HPE Ezmeral Software platform

Re: get drillbit hostname or IP address when connecting via zookeepers

 
SOLVED
Go to solution
MarkRajcok
Occasional Advisor

get drillbit hostname or IP address when connecting via zookeepers

I'm using a zookeeper connection string in a Scala program to get a connection to a drill cluster. I would like to log which drillbit (hostname or IP address) I successfully connected to, but I can't find any property or method on the java.sql.Connection class to get this information.

I tried connection.getMetaData.getURL, but that just returns the zookeeper connection string I used to get the connection (scala code below):

import java.sql._
Class.forName("com.mapr.drill.jdbc41.Driver")
val con = DriverManager.getConnection("jdbc:drill:zk=<server1>:5181,<server2>:5181/drill/<cluster_name>...")
con.getMetaData().getURL()  // returns "jdbc:drill:zk=<server1>..."
val st  = con.createStatement()
val res = st.executeQuery("select *,'findme' from sys.drillbits")
while(res.next()) { println(res.getString(1)) }

If I grep the drillbit_queries.json logs on all of the drillbit servers for findme, I can find which drillbit was used to execute the query.

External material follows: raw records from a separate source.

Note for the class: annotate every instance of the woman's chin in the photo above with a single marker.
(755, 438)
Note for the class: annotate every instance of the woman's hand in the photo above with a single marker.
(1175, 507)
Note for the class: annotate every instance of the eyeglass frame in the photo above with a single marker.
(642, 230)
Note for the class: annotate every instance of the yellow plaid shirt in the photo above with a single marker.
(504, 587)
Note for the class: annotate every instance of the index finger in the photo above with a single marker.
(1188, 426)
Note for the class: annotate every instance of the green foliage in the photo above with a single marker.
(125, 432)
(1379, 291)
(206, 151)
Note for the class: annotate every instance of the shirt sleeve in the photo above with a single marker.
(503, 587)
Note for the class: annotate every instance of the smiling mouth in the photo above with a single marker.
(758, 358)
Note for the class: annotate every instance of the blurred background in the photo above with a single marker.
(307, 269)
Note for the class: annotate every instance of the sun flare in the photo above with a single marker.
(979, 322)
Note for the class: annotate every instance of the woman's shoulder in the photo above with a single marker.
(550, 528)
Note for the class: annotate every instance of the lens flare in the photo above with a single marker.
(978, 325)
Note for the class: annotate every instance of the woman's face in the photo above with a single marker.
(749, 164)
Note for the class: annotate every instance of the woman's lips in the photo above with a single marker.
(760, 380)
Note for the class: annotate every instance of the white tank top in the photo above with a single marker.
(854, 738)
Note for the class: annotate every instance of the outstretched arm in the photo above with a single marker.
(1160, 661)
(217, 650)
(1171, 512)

For tracking down connection issues, I'd like to be able to log which drillbit is being used from the Scala application, rather than have to grep logfiles.

(The above is also posted to StackOverflow: https://stackoverflow.com/questions/68042577/how-to-determine-which-apache-drill-drillbit-was-selected-when-connecting-via-zo)

9 REPLIES 9
tdunning
HPE Pro

Re: get drillbit hostname or IP address when connecting via zookeepers

 
I work for HPE
tdunning
HPE Pro

Re: get drillbit hostname or IP address when connecting via zookeepers

Don’t forget that you can ask these questions directly to the Apache Drill community on the drill mailing lists or slack channels. See https://drill.apache.org/community-resources/ for more details.

Specific to your question, check out the system tables (https://drill.apache.org/docs/querying-system-tables/). The sys.profiles_json table, in particular, seems to be the one that is likely to give you the information you need.

It is a generally pretty safe bet that if you can see the information that you need in the web interface for Drill that you will also be able to find that information in the system tables. Commonly, a quick scan of the docs and some trial queries will give you the info you need. Since the web interface is open source, you can also grovel the source code to figure out how the web interface gives you the pertinent info.

In particular, this query gives roughly what you are asking for:

 

with t1 as (
    select convert_from(x.json, 'JSON') js from sys.profiles_json x
)
select t1.js.queryId id, t1.js.foreman.address foreman, t1.js.query query
from t1
limit 3

 

When I run it on my test instance, I get this (you can see me refining this query

"id","foreman","query"
"1f2c78e4-949c-8a31-4184-6f7b84b80f4e","nodea","with t1 as (select convert_from(x.json, 'JSON') js from sys.profiles_json x)\nselect t1.js.queryId, t1.js.foreman.address, t1.js.query from t1 limit 3"
"1f2c78fd-61e7-5105-49d6-2845c452fad4","nodea","with t1 as (select convert_from(x.json, 'JSON') js from sys.profiles_json x)\nselect t1.js.queryId, t1.js.foreman.address, t1.js.query from t1"
"1f2c7964-8cea-1810-6e4f-858edf344d0e","nodea","with t1 as (select convert_from(x.json, 'JSON') js from sys.profiles_json x)\nselect t1.js.queryId, t1.js.foreman.address, t1.js.query from t1"

 

I work for HPE
MarkRajcok
Occasional Advisor

Re: get drillbit hostname or IP address when connecting via zookeepers

Thanks Ted.
The ability to query sys.profiles_json via SQL will be useful for some other query investigations that I want to do, so thanks much for that.

Unfortunately, looking at the most recent "n" profiles wouldn't be a reliable way for us to determine the connected drillbit, since we have multiple applications that are querying Drill, some of which are multi-threaded and may issue multiple queries at about the same time.

I noticed that sqlline logs which drillbit it connects to.  I think this log is coming from the MapR Drill JDBC driver.  Any chance someone from HPE can look at that code and tell us how to do the same in our applications?

I'm really surprised that there doesn't seem to be an easy way to get the drillbit hostname directly from the connection object.

tdunning
HPE Pro

Re: get drillbit hostname or IP address when connecting via zookeepers

Mark,

I don't understand why the most recent n profiles wouldn't work for you if you inject a random pattern to search for and if n is large enough.

Regarding the code for sqlline and the JDBC driver, I will ask. 

I work for HPE
MarkRajcok
Occasional Advisor

Re: get drillbit hostname or IP address when connecting via zookeepers

Yeah okay.
"Wouldn't work" in the sense of not being practical for us right now.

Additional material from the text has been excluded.